За сараем, в закутке между стеной и забором, Андрей Данилович неожиданно натолкнулся на выкопанные кусты смородины и долго неподвижно стоял над ними.
Кусты лежали, забытые здесь, уже как хворост иссохшие, мертвые. Выкапывал он их еще, в начале прошлой весны, отнес сюда — в закутке было тенисто и влажно — заботливо засыпал корни землей. Думал тогда, что, может, заглянет кто из садоводов, и он отдаст кусты. Но никто не пришел, земля на корнях смородины рассыпалась в прах. Да и вообще давно, ой, как давно, не заглядывали к нему садоводы.
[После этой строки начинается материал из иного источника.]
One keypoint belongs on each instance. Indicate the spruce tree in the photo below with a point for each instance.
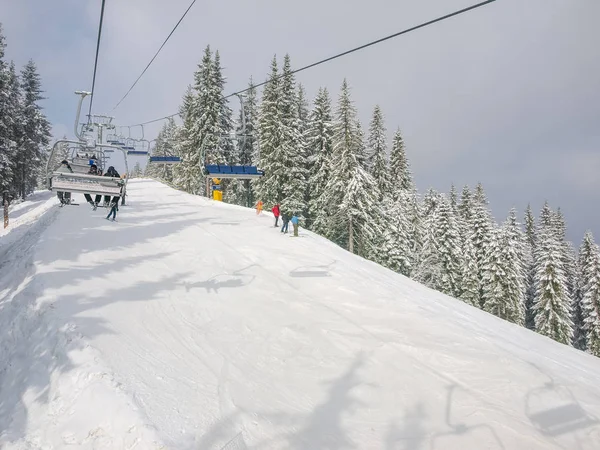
(394, 245)
(465, 208)
(7, 114)
(187, 174)
(503, 279)
(247, 144)
(449, 248)
(552, 304)
(351, 192)
(377, 163)
(247, 150)
(36, 132)
(585, 264)
(166, 145)
(268, 188)
(302, 103)
(319, 142)
(453, 198)
(481, 228)
(591, 301)
(400, 174)
(293, 177)
(469, 288)
(228, 153)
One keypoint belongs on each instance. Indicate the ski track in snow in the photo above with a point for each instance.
(191, 324)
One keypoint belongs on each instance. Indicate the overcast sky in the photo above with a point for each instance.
(508, 94)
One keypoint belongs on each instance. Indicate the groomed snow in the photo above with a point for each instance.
(190, 324)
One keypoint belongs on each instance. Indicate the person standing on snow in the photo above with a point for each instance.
(64, 197)
(295, 221)
(285, 219)
(276, 214)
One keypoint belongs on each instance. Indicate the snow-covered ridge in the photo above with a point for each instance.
(194, 324)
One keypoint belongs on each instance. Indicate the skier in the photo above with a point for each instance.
(285, 218)
(295, 224)
(93, 171)
(111, 172)
(276, 214)
(64, 197)
(113, 210)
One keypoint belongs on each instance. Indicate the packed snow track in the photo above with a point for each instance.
(190, 324)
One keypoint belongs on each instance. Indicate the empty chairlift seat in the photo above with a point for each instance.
(239, 172)
(165, 159)
(86, 184)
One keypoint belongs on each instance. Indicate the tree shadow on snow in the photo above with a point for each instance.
(554, 410)
(323, 428)
(411, 434)
(35, 341)
(235, 279)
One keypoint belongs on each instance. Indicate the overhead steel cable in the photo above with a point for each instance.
(347, 52)
(155, 55)
(96, 61)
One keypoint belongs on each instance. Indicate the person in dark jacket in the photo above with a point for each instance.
(276, 214)
(64, 197)
(285, 218)
(93, 171)
(111, 172)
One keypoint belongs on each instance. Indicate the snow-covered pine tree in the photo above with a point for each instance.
(481, 227)
(186, 175)
(268, 188)
(319, 145)
(377, 161)
(394, 245)
(400, 174)
(552, 303)
(529, 251)
(226, 148)
(591, 301)
(504, 273)
(465, 207)
(36, 132)
(546, 218)
(453, 198)
(166, 145)
(302, 108)
(469, 286)
(449, 248)
(416, 230)
(428, 269)
(293, 176)
(351, 192)
(136, 172)
(585, 265)
(247, 146)
(7, 144)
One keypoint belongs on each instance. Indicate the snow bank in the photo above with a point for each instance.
(200, 325)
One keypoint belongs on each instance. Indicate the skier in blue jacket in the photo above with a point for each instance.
(295, 224)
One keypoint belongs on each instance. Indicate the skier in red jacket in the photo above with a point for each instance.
(276, 214)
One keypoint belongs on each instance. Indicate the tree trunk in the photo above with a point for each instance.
(350, 236)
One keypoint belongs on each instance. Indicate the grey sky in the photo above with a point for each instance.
(508, 95)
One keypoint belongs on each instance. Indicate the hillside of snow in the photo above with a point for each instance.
(191, 324)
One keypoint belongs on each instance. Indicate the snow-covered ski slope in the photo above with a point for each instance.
(189, 324)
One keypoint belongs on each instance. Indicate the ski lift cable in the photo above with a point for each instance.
(96, 61)
(156, 54)
(347, 52)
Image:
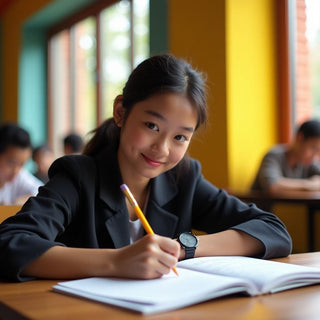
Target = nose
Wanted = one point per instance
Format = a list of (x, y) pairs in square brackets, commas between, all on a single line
[(161, 146)]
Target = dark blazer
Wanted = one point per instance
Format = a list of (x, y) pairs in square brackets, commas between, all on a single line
[(82, 206)]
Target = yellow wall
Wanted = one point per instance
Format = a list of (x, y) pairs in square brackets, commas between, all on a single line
[(197, 33), (233, 42), (251, 86), (12, 21)]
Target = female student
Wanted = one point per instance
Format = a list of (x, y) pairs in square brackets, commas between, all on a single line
[(80, 223)]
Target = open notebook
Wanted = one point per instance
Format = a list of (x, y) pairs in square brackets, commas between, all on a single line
[(199, 279)]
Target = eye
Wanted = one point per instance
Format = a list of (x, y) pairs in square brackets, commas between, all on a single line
[(152, 126), (181, 138)]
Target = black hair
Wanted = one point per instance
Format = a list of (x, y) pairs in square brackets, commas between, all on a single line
[(158, 74), (12, 135), (42, 148), (74, 141), (310, 129)]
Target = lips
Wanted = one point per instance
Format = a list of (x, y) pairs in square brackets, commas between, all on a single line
[(151, 162)]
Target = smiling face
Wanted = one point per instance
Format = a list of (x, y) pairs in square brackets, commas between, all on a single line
[(155, 136)]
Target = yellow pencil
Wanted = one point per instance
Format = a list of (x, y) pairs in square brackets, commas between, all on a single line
[(139, 213)]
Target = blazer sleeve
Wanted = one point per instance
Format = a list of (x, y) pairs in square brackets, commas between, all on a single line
[(32, 231), (214, 210)]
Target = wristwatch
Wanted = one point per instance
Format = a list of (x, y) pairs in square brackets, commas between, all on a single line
[(189, 242)]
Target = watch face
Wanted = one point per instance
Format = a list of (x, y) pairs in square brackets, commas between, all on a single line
[(188, 240)]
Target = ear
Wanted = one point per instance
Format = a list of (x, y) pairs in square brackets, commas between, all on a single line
[(118, 111)]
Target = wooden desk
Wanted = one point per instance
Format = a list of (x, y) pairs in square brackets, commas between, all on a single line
[(310, 199), (36, 300)]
Последний раз были, помнится, уже несколько лет назад: приезжали из дальнего района области набираться опыта, по чьей-то подсказке забрели и к нему. Их было трое, и все — в тяжелых сапогах, в синих костюмах с помятыми лацканами на пиджаках. Кожа на лицах и руках — дубленая ветром и солнцем. Молчаливые, сосредоточенные, они ходили по саду и, размышляя, одинаково морщили лбы и одинаково напряженно шевелили белыми, выгоревшими, бровями. Он дивился на них и с любопытством спросил:
— Да вы, никак, родственники?
Старший кивнул на остальных головой:
— Сыны мои: Степан и Гришка.
Получилось: «Гхришка», и Андрей Данилович навострил уши.
— Вы вроде бы украинцы?
— Наполовину, — усмехнулся старший. — Я то есть… А они совсем обрусели. Отец мой — переселенец с Украины. Снежко. Хутор его стоял, где сейчас наше село. Народ и окрестил Снежков хутор. Потом и мы стали Снежковы. Так и в паспортах теперь значимся.